# Anti-Wind-Up-Maßname bei einem I-Regler



## Seeberg97 (25 Dezember 2018)

Hallo liebe Community,

für meine Struktur zur feldorientierten Regelung einer Asynchronmaschine möchte ich einen Spannungsregler implementieren, welcher idealerweise ein reiner I-Regler ist. Bei meinen PI-Reglern hatte ich ab Erreichen der Stellgrößenbegrenzung meinen I-Anteil "eingefroren", also den Reglereingang auf 0 gesetzt. Diese Methode kann ich wohl bei meinem I-Regler nicht anwenden, da ab einmaligem Erreichen die Stellgröße meines Reglers damit nicht mehr veränderbar ist, bedingt durch das Fehlen des P-Anteils. Somit kann sich der Reglerausgang bei egal bei was für Eingangsgrößen nicht mehr ändern. Kennt jemand eine Anti-Wind-Up-Maßnahme, die für einen I-Regler geeignet ist?

Beste Grüße

Seeberg97


----------



## Onkel Dagobert (26 Dezember 2018)

Seeberg97 schrieb:


> .. also den Reglereingang auf 0 gesetzt. ..

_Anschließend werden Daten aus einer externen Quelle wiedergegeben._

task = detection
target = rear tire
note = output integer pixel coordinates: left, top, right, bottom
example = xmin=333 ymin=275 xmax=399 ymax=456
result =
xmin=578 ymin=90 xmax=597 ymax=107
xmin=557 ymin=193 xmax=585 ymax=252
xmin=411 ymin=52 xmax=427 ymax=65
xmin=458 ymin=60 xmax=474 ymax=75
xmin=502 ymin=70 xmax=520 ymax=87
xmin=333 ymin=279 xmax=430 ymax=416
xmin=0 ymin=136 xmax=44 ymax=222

Mit "Reglereingang" meinst du vermutlich die Regelabweichung, welche zur Berechnung des I-Anteils verwendet wird. Ich verstehe nicht, wie so das ohne P-Anteil nicht genau so funktionieren soll? Zweitens verstehe ich nicht, warum du bei deinem PI-Regler nicht ganz einfach den P-Anteil abschaltest, um ein reines I-Verhalten zu erreichen?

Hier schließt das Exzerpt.